He is an outspoken advocate for environmental protection and intercultural respect. A prime example is The Sacred Waters: The Fight to Save the Stikine, Skeena and the Ness (2011), a book that helped to convince Shell to give up its oil rights in the area.

In 2009, Davis delivered the CBC Massey Lectures, later published as international bestseller The Wayfinders: Why Ancient Wisdom Matters in the Modern World. He curated a photography exhibit, The Lost Amazon, at the Smithsonian Institute.

As a plant explorer, he collected over 6000 botanical specimens in the Amazon and Andes, living among 15 native groups in 8 Latin American countries. In Haiti, he investigated folk preparations that create zombies. Based on this experience, he wrote the international bestseller The Serpent and the Rainbow.

“Anyone who thinks they can change the world is both wrong and dangerous, but we do have an obligation to bear witness to the world,” he says. “My conviction is that every culture has something to say and each deserves to be heard.”

Davis has written 17 memorable books and 230 articles for the New York Times, Washington Post, Scientific American and other publications about Earth’s unique cultures and pristine lands – all in jeopardy of loss due to resource development. His books have sold over 900,000 copies in 18 languages. Into the Silence received the Samuel Johnson Prize for Non-Fiction, one of the world’s most prestigious English-language book awards.

He has won The Explorers Medal (2011), the highest award of the Explorer’s Club, and Gold Medal of the Canadian Geographic Society (2009), and David Fairchild Medal for botanical exploration (2012).

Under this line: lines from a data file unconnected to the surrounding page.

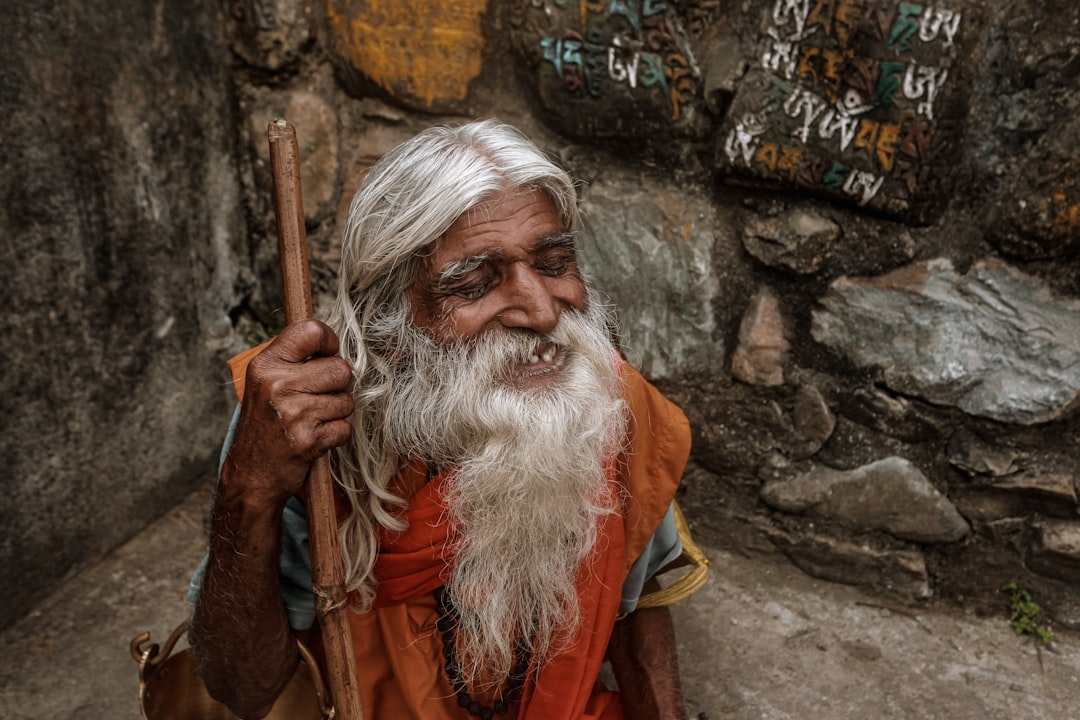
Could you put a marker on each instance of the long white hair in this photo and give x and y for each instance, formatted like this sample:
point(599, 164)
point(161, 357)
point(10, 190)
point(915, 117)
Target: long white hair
point(406, 202)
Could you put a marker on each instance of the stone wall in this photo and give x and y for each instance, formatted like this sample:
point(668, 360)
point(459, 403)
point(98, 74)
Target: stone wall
point(841, 233)
point(123, 230)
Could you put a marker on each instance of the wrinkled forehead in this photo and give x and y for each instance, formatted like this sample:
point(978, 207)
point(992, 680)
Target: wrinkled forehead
point(501, 222)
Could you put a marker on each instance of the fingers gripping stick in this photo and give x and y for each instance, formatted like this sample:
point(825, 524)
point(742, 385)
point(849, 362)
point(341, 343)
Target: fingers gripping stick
point(327, 569)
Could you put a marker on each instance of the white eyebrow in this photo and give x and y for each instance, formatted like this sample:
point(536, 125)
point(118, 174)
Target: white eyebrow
point(458, 269)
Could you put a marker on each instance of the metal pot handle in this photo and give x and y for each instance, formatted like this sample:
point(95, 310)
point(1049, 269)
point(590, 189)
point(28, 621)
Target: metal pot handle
point(150, 657)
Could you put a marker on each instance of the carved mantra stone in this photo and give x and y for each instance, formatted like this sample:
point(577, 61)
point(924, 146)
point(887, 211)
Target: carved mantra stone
point(423, 54)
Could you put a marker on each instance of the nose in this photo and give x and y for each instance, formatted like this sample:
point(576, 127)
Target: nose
point(529, 302)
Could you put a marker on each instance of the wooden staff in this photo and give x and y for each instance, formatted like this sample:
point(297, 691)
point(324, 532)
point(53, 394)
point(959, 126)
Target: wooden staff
point(327, 569)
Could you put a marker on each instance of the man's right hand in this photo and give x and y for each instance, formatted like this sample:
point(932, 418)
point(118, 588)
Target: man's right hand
point(296, 407)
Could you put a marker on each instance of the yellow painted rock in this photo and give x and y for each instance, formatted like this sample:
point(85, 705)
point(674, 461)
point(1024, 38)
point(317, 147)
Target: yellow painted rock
point(423, 53)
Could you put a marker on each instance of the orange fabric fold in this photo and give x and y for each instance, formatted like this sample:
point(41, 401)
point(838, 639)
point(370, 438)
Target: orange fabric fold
point(396, 646)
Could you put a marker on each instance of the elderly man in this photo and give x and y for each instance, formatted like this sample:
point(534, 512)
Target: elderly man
point(504, 478)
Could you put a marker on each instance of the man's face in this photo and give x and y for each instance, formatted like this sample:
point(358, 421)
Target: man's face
point(511, 265)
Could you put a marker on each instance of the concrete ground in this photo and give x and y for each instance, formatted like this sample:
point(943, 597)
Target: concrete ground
point(760, 641)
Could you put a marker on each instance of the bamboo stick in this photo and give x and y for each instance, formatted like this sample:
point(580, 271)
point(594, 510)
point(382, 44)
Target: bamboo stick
point(327, 569)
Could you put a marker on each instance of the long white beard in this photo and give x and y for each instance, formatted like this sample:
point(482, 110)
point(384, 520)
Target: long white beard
point(528, 483)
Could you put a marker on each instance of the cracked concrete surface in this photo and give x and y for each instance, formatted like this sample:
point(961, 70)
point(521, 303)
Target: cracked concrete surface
point(760, 641)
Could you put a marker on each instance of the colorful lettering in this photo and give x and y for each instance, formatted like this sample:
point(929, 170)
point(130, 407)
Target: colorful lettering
point(923, 81)
point(934, 21)
point(888, 83)
point(808, 105)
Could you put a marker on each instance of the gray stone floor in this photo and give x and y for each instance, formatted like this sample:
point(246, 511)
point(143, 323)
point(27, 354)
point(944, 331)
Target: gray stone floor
point(760, 641)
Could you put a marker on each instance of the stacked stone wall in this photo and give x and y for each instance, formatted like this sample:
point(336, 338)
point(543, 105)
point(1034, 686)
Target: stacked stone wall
point(842, 234)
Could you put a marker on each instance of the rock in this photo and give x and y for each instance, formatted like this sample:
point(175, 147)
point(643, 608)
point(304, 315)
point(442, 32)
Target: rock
point(973, 456)
point(270, 35)
point(650, 253)
point(422, 54)
point(124, 226)
point(813, 420)
point(901, 574)
point(882, 412)
point(620, 69)
point(890, 494)
point(1055, 549)
point(798, 240)
point(759, 356)
point(863, 107)
point(994, 342)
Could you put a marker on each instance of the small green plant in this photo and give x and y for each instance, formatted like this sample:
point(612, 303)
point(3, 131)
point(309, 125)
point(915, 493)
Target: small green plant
point(1026, 613)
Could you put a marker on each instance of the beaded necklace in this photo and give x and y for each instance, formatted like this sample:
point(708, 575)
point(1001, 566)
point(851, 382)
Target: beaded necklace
point(447, 621)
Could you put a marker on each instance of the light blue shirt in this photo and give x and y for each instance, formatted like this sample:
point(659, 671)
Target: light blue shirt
point(295, 561)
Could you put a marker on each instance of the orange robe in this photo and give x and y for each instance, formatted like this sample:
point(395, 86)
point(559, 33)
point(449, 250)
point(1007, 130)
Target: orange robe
point(399, 650)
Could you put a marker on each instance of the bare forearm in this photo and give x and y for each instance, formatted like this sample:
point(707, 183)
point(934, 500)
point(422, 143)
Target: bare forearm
point(643, 657)
point(240, 633)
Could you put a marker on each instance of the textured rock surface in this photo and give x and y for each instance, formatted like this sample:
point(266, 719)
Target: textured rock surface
point(144, 243)
point(121, 214)
point(422, 54)
point(890, 494)
point(758, 358)
point(650, 253)
point(994, 341)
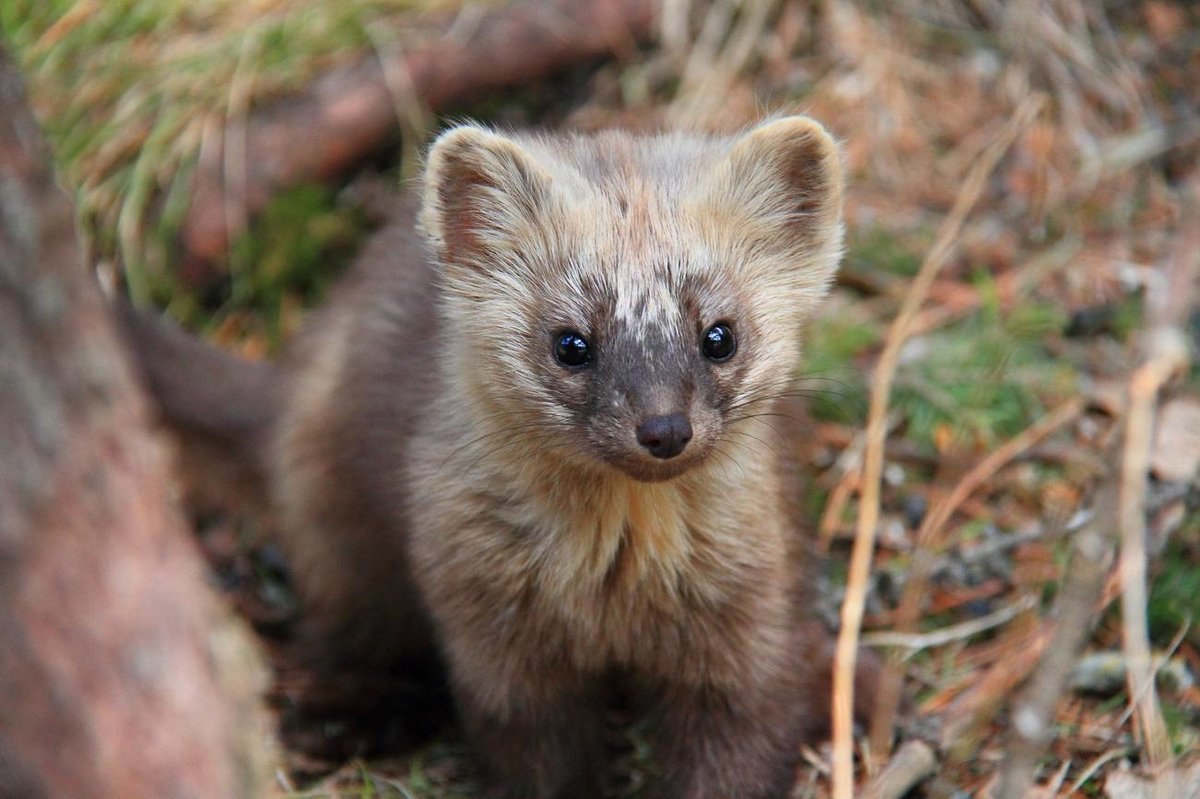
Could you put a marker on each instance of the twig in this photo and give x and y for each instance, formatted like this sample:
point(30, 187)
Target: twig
point(1092, 768)
point(1033, 710)
point(929, 532)
point(1144, 389)
point(873, 468)
point(1165, 356)
point(912, 763)
point(916, 642)
point(1123, 496)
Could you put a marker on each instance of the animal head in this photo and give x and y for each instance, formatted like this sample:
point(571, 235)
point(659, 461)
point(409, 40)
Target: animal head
point(628, 299)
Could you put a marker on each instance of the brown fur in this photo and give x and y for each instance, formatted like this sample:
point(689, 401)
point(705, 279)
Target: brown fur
point(444, 482)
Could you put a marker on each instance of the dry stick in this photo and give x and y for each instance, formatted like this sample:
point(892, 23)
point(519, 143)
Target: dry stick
point(1144, 389)
point(876, 428)
point(1165, 356)
point(930, 528)
point(912, 763)
point(1033, 712)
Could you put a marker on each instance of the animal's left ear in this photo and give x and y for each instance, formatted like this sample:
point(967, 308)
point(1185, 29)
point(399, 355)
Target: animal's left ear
point(784, 180)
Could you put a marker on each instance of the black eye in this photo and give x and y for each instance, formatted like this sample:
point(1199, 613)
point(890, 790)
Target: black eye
point(571, 348)
point(718, 342)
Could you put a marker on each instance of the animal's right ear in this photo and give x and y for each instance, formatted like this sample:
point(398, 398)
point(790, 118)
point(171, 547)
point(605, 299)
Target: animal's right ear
point(481, 190)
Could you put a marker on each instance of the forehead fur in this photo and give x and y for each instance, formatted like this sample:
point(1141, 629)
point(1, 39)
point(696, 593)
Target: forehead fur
point(639, 221)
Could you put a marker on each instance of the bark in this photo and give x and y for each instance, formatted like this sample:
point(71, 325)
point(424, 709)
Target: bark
point(120, 676)
point(351, 113)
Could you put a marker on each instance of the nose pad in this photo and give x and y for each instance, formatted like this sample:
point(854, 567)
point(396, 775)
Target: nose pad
point(665, 437)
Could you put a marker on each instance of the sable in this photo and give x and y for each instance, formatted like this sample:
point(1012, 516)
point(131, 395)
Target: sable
point(551, 445)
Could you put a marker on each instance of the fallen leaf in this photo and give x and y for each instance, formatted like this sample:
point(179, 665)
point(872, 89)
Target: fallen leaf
point(1175, 456)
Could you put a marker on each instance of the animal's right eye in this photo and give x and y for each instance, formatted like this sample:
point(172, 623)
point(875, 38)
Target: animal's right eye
point(571, 349)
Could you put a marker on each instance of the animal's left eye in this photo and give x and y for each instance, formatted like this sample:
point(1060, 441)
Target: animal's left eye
point(718, 342)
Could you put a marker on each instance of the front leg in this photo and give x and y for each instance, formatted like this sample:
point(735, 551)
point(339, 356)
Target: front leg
point(539, 731)
point(731, 742)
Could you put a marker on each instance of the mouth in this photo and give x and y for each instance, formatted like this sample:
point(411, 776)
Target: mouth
point(645, 468)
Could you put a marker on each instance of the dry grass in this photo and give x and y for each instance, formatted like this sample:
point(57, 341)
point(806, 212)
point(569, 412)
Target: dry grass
point(995, 462)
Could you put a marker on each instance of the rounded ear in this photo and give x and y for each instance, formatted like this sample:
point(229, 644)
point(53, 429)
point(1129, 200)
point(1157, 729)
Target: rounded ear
point(480, 190)
point(786, 174)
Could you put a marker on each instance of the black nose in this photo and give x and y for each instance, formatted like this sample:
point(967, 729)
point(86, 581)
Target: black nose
point(665, 436)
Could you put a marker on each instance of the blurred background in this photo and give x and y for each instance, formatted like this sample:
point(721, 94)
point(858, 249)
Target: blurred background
point(228, 157)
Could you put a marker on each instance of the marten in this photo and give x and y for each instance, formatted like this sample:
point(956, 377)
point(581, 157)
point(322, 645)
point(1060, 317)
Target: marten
point(546, 438)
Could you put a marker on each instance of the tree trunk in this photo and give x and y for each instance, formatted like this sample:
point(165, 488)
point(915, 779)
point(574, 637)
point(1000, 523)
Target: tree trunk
point(120, 674)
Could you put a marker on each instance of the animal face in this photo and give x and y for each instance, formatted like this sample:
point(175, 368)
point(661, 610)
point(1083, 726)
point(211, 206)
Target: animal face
point(625, 300)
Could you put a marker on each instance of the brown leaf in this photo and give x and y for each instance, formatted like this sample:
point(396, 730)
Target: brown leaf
point(1171, 782)
point(1175, 456)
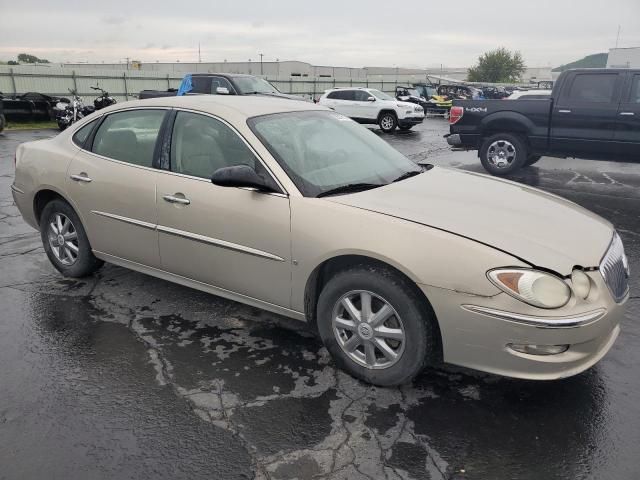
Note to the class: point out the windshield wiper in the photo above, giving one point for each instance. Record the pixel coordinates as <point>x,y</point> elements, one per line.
<point>409,174</point>
<point>349,188</point>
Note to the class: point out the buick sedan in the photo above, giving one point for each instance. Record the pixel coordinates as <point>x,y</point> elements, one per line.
<point>295,209</point>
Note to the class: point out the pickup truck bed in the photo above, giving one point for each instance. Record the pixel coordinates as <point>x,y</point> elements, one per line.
<point>592,113</point>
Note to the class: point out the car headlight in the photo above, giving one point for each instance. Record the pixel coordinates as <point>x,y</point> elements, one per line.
<point>534,287</point>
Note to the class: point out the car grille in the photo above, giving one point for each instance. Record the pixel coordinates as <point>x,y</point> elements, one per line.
<point>615,269</point>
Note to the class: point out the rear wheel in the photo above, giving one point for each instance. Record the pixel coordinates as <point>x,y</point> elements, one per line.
<point>503,153</point>
<point>375,326</point>
<point>65,241</point>
<point>388,122</point>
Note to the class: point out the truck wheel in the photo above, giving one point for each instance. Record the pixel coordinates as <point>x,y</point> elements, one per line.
<point>388,122</point>
<point>533,159</point>
<point>503,153</point>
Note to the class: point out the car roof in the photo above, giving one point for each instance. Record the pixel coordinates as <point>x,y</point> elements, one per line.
<point>226,106</point>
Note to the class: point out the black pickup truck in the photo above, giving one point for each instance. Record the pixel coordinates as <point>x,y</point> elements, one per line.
<point>592,113</point>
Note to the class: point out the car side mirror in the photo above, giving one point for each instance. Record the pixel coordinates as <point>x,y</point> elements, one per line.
<point>240,176</point>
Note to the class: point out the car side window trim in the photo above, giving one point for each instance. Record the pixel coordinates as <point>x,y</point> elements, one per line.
<point>168,133</point>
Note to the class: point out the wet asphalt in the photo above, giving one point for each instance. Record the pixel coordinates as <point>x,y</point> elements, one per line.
<point>122,375</point>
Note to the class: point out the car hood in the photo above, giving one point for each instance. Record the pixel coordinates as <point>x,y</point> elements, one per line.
<point>541,229</point>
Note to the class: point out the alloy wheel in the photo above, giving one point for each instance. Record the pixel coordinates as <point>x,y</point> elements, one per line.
<point>501,153</point>
<point>63,239</point>
<point>386,122</point>
<point>368,329</point>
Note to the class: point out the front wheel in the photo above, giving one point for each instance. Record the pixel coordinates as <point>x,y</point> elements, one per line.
<point>65,241</point>
<point>374,325</point>
<point>388,122</point>
<point>503,154</point>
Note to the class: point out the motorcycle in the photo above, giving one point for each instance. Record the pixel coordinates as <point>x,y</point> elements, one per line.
<point>103,100</point>
<point>69,113</point>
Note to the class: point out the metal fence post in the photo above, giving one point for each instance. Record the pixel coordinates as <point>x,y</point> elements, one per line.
<point>126,92</point>
<point>13,82</point>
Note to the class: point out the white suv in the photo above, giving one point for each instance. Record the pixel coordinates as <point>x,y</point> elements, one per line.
<point>368,105</point>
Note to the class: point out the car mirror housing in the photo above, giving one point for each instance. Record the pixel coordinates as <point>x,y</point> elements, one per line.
<point>240,176</point>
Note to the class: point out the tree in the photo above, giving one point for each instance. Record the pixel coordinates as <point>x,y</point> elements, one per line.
<point>497,66</point>
<point>26,58</point>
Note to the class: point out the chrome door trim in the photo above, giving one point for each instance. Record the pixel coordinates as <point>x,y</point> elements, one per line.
<point>570,321</point>
<point>205,287</point>
<point>80,178</point>
<point>131,221</point>
<point>219,243</point>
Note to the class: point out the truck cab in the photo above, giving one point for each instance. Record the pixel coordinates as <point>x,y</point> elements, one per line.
<point>591,113</point>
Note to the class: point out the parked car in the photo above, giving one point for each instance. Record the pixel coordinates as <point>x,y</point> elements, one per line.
<point>368,105</point>
<point>298,210</point>
<point>460,92</point>
<point>220,84</point>
<point>411,95</point>
<point>435,102</point>
<point>591,113</point>
<point>30,107</point>
<point>494,93</point>
<point>530,95</point>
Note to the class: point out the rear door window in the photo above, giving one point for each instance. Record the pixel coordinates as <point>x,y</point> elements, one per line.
<point>635,90</point>
<point>593,88</point>
<point>80,137</point>
<point>129,136</point>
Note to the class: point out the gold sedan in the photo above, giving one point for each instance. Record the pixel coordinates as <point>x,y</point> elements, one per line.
<point>298,210</point>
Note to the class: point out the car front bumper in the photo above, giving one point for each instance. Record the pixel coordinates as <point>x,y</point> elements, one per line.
<point>407,121</point>
<point>480,332</point>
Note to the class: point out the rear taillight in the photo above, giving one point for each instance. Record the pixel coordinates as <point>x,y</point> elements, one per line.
<point>455,114</point>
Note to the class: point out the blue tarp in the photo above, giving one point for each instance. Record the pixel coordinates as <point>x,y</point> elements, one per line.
<point>186,86</point>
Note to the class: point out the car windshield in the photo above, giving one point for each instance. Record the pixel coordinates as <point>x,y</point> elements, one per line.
<point>323,151</point>
<point>254,85</point>
<point>381,95</point>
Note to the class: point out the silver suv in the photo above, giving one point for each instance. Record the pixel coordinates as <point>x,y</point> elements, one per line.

On television, he created, hosted and co-wrote Light at the Edge of the World, a four-hour documentary series. The National Geographic (NG) Channel has aired it in 165 countries. He followed its success with another NG series on Ancient Voices/Modern World. He rafted the Colorado River with Robert Kennedy, Jr, in a 3-D IMAX film, Grand Canyon Adventure: River at Risk (2008) to attract international attention to water conservation efforts.

Davis lives on Bowen Island, BC, with wife Gail Percy. His two daughters, Tara and Raina, are both in their 20s.